Я старалась убедить себя, притвориться, что камера — это Кристофер.

— Наша коллега, член нашей телесемьи, канала Восемьдесят девять все еще не найдена. Теперь эта история утратила значение сенсации, но ведь Марту Кокс до сих пор не нашли. Если ты слушаешь меня, Марта, пожалуйста, дай знать о себе и сообщи нам, где ты находишься.

Стив делал мне отчаянные знаки, корчил рожи, которые я старательно игнорировала. Он проводил пальцем поперек горла, давая мне понять, что я его зарезала, подпрыгивал на своих мягких ребристых подошвах. Но я продолжала:

— Вот кресло, ожидающее тебя в отделе новостей. Я держу его для тебя и буду держать, пока ты не появишься. Прошу тебя, немедленно свяжись с нами, по крайней мере со мной. — Я улыбнулась. — Тот фруктовый кекс, который ты у меня утащила, был не из лучших, хотя, как утверждает поговорка, о кексе никогда ничего нельзя сказать наверняка, пока его не попробуешь.

Замигал красный свет, и лицо Стива показалось мне таким же красным.

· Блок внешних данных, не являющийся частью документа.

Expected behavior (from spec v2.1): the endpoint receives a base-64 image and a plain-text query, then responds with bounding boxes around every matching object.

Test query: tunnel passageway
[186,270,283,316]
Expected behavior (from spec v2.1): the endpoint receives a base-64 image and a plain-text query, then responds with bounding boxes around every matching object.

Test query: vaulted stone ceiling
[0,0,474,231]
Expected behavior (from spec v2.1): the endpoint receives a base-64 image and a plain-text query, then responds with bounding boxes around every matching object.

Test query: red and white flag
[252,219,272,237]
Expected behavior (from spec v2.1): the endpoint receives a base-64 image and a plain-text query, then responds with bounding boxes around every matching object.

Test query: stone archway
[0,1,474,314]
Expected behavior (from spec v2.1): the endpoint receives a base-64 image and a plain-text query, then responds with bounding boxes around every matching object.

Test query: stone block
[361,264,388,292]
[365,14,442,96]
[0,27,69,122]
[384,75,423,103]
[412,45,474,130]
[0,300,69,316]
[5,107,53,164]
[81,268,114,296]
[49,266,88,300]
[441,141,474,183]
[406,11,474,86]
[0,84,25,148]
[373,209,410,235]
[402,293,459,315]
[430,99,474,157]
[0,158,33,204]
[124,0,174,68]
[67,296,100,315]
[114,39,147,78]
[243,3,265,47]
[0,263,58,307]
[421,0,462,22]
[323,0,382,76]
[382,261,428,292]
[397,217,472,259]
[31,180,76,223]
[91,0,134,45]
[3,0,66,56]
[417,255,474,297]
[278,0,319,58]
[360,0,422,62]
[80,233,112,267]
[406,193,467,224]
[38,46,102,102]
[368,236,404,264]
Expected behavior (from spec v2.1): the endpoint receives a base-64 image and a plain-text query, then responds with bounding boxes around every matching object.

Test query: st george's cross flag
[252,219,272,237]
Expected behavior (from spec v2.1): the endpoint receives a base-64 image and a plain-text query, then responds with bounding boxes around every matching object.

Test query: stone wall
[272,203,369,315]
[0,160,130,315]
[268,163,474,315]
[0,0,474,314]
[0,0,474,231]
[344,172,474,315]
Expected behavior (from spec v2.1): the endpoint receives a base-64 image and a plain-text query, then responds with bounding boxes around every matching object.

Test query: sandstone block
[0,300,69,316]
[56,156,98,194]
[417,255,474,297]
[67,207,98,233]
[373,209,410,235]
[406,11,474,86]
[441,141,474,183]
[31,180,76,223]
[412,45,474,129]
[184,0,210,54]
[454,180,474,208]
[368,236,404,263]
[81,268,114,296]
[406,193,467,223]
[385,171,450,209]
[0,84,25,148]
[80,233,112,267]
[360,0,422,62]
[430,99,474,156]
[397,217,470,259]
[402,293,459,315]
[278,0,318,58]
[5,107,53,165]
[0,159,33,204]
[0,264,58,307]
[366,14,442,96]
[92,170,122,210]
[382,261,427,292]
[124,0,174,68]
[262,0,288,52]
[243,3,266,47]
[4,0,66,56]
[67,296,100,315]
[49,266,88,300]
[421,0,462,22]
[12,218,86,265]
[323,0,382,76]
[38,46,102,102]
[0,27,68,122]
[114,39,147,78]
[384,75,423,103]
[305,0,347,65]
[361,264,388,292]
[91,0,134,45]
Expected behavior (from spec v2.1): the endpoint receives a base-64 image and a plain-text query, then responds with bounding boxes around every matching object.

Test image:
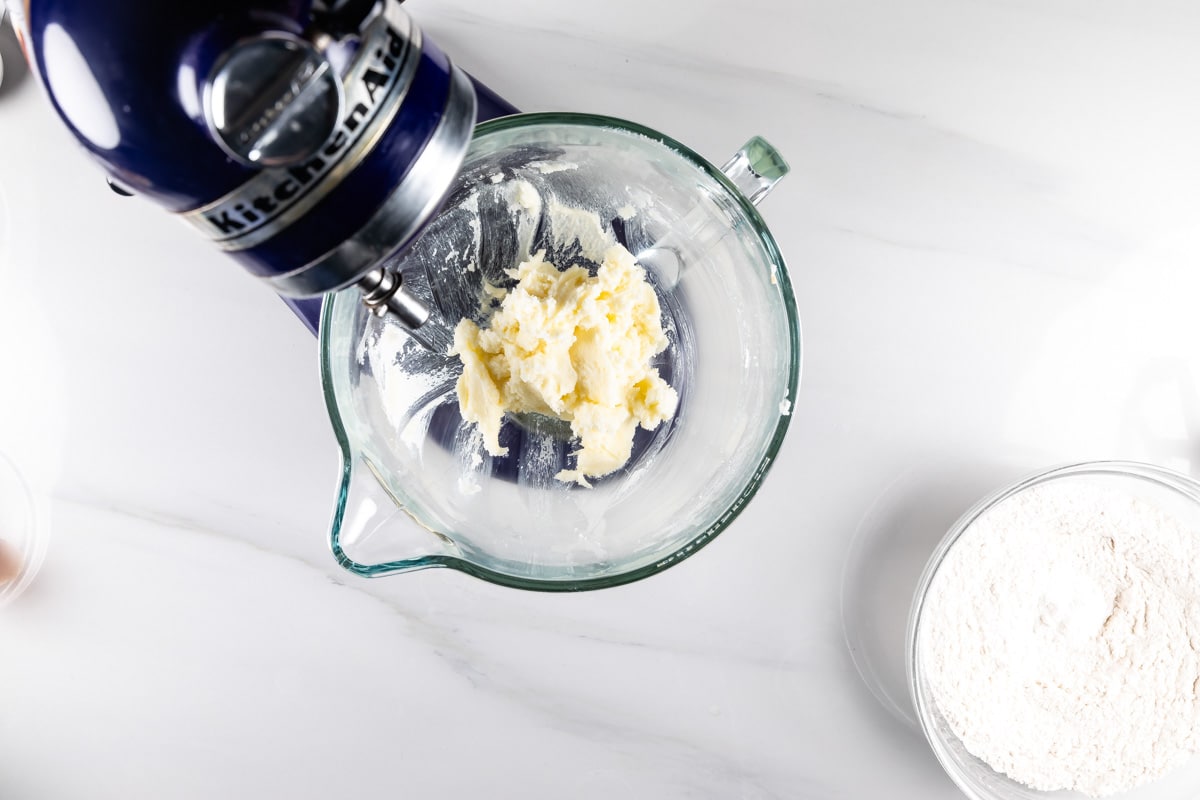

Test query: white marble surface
[0,0,1200,800]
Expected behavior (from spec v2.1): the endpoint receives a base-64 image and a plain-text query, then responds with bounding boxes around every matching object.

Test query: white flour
[922,479,1200,796]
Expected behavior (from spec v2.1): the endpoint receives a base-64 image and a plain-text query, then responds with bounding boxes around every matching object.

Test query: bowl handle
[329,453,452,578]
[721,136,791,205]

— Что это такое? Эта сеть не предназначена для обмена информацией личного характера. Ради всего святого! Что это за самодеятельность? Вот когда студией будут руководить новые ребята, ты будешь иметь большой успех.

Я ничего не ответила, взяла свой текст и встала с места.

Я хотела бы порадовать вас сообщением о том, что моя импровизация в эфире сработала и принесла плоды, но этого не произошло. На приборной доске не вспыхнул свет. Никто не выступил с сообщением о том, что Марту Кокс видели на шоссе заблудившейся или потерявшей память. Единственным результатом моего выступления оказалось то, что у меня появились новые неприятности и что я по несчастной случайности въехала в стену гаража.

Но на студию заглянул Кристофер и пригласил меня на ленч.

— Это было здорово, — сказал он мягко.

— Вы смотрели?

— Конечно. Я все время смотрел и слушал вас, но мне не хотелось признаваться в этом. Вы сможете удрать и перекусить со мной?

— Конечно. Думаю, смогу удрать не только на ленч, но и на гораздо более длительное время. Я смогу уйти с работы до конца дня.

Мы набрали сандвичей и уселись на скамейке на Оглторп-сквер.

— Здесь красиво, — сказал он, отхлебывая кофе.

Я кивнула.

— Что вы имели в виду, когда сказали, что все время наблюдали за мной? Вы хотите сказать, что еще до того, как мы встретились?

— Да.

— Как? Почему же вы ничего не говорили об этом до сих пор?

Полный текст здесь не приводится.